This post will provide an example using the configuration integral for the canonical ensemble in statistical mechanics. I want to evaluate the integral using various methods, starting with grid-based integration methods. Using a grid-based method suffers from the curse of dimensionality, where adding particles raises the time to compute exponentially (which is why Monte Carlo methods are normally used). However, it can still be useful to check Monte Carlo codes with other integration methods for small particle numbers. Also, the free energy (and all associated quantities) is computed directly, where it is more difficult to compute with MC methods. Finally, I'm curious as to how large of a system could be computed on today's hardware.
Sympy is the computer algebra system I'm using. The code for this example is available on github in the derivation_modeling branch, in the prototype subdirectory.

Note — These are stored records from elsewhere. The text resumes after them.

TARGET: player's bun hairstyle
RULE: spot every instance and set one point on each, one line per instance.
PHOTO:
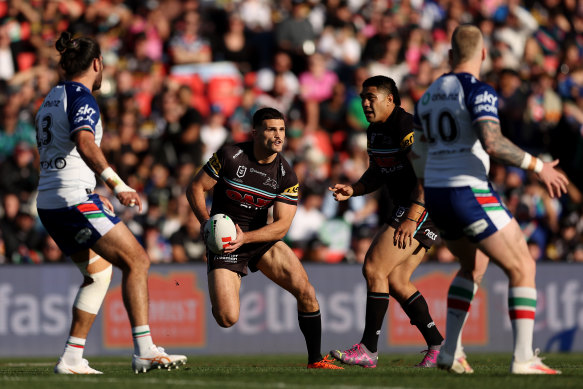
(76, 54)
(384, 84)
(265, 114)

The output (MathML and generated python) can be seen here.
The flow is as follows:
- Derive the composite trapezoidal rule, starting from the expression for a single interval
- Generate code for the composite trapezoidal rule
- Start from the configuration integral (which I've called the partition function in the documents) and transform it by specializing various parameters - 2 particles in 2 spatial dimensions, using the Lennard-Jones interaction potential, etc - until it becomes completely specified numerically.
- Generate code that evaluates this integral using the generated integration code from step 2
There's still a tremendous amount of work to do on this, but hopefully an outline of this style of programming is visible from the example.
- The MathML pages have a lot of detailed small steps - it would be nice to have a collapsible hierarchy so all the little steps can be hidden.
- Some abstractions should remain during the steps - in particular the potential. The expression for the integrand can get quite messy from explicitly inserting the expression for the potential (and this is a simple case - more complex potentials would make it unreadable).
- More backends for the code generation - C/C++ is the obvious choice in pursuit of higher performance. (The generated python can be run through Shed Skin, for another route to C++). Converting to Theano expressions might be a quick way to try it out on the GPU.